Innerhalb von rund einer Stunde wurde die Störung schließlich behoben und das europäische Netz wieder verbunden und synchronisiert. Zu größeren Ausfällen war es nicht gekommen. Lediglich an einigen Orten in Rumänien soll kurzzeitig die Stromzufuhr unterbrochen worden sein, in einigen Gebieten Südosteuropas sollen Lampen und elektrische Geräte kurz an- und ausgegangen sein. Verbraucher und Verbraucherinnen in Deutschland bekamen von dem Störfall nicht einmal etwas mit.

Strommangel kann meist unbemerkt ausgeglichen werden

Anders war das im Jahr 2006, als es in mehreren Ländern Europas zu einem kurzen Stromausfall kam. Um ein Kreuzfahrtschiff darunter passieren zu lassen, hatte damals der Energiekonzern Eon eine Hoch­spannungs­leitung abgeschaltet. Laut einem Untersuchungs­bericht war die Abschaltung mangelhaft geplant, unvorhergesehen wurden bis zu 10 Millionen europäischer Haushalte von der Stromversorgung abgeschnitten.

Bei einer solchen größeren Störungen müssten Netzwerke zunächst abgeschaltet und dann nach und nach wieder hochgefahren und miteinander verbunden werden. Das könne in einigen Fällen Stunden dauern, so Rehtanz. Aber: Auch hier waren die Stromausfälle in den meisten Haushalten nach einer Stunde wieder behoben, nirgendwo hielten sie länger als zwei Stunden an.

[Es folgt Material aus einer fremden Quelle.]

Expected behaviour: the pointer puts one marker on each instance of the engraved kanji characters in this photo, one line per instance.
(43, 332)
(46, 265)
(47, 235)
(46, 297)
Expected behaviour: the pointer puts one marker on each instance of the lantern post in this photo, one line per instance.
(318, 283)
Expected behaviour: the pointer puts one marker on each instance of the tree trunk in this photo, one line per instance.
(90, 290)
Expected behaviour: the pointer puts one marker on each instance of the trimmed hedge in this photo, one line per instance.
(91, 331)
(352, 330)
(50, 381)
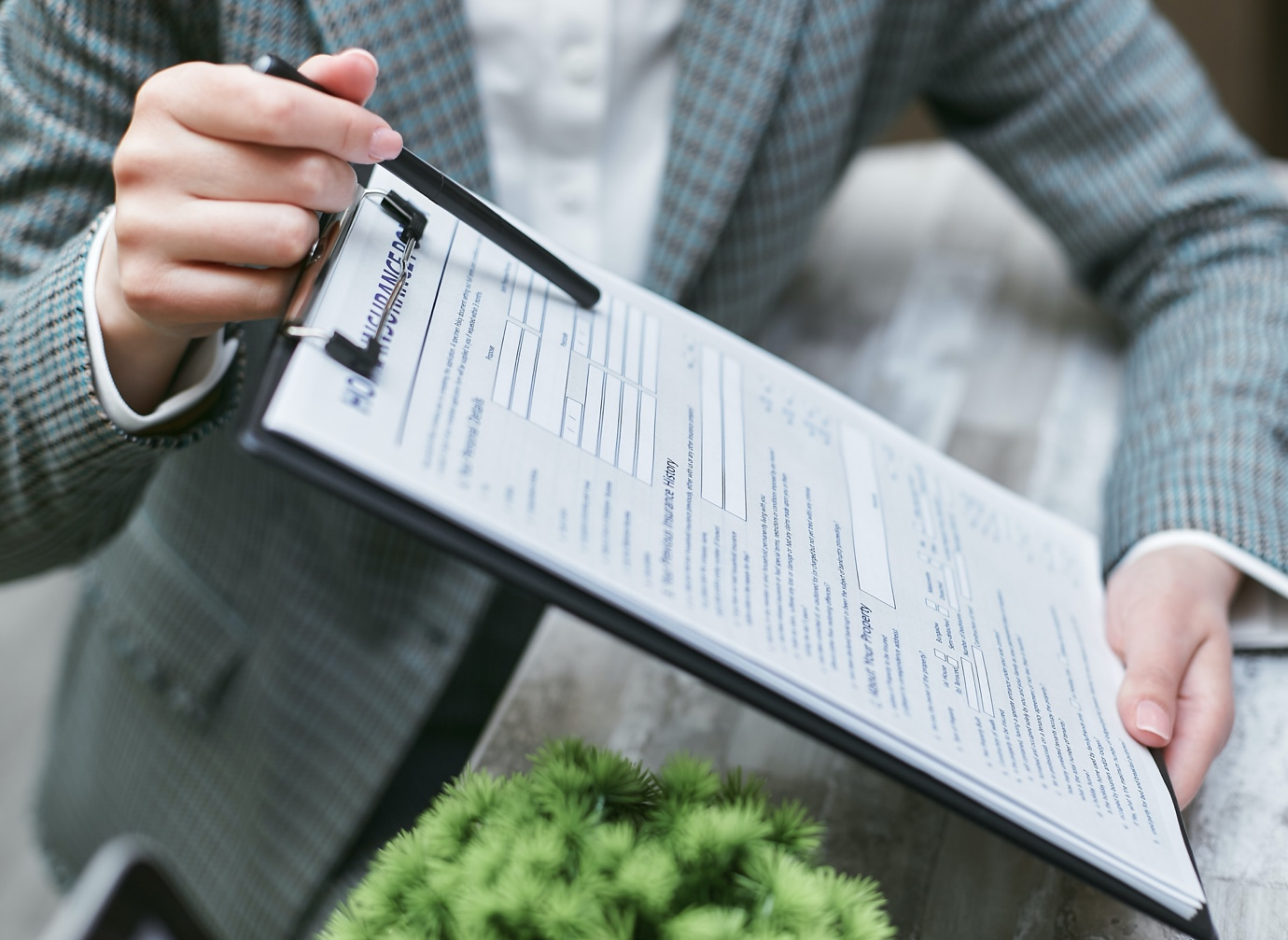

Die Sorge, dass in den nächsten Monaten vermehrt größere oder langanhaltende Stromausfälle drohen, hält Rehtanz für unbegründet. Selbst wenn es kurzzeitig zu einem Strommangel kommt, könne dieser ausgeglichen werden – ohne dass die Verbraucher und Verbraucherinnen etwas davon bemerken. „Dass es zu einem Blackout kommt, ist auch in den kommenden Monaten höchst unwahrscheinlich“, sagt Rehtanz. Auf Internetseiten wie www.netzfrequenz.info kann die Spannung im europäischen Verbundnetz live mitverfolgt werden. Grundsätzlich sei das keine schlechte Idee, sagt Rehtanz, auch sein Institut habe eigene Messgeräte.

Damit ließen sich mögliche Störungen zwar nicht vorhersagen, sie lassen sich aber erkennen sobald sie auftreten und im Nachhinein analysieren. Eigene Messungen seien deshalb sinnvoll, um den Betreibern „auf die Finger zu schauen“. Denn diese würden Informationen zum Teil nur zögerlich herausgeben.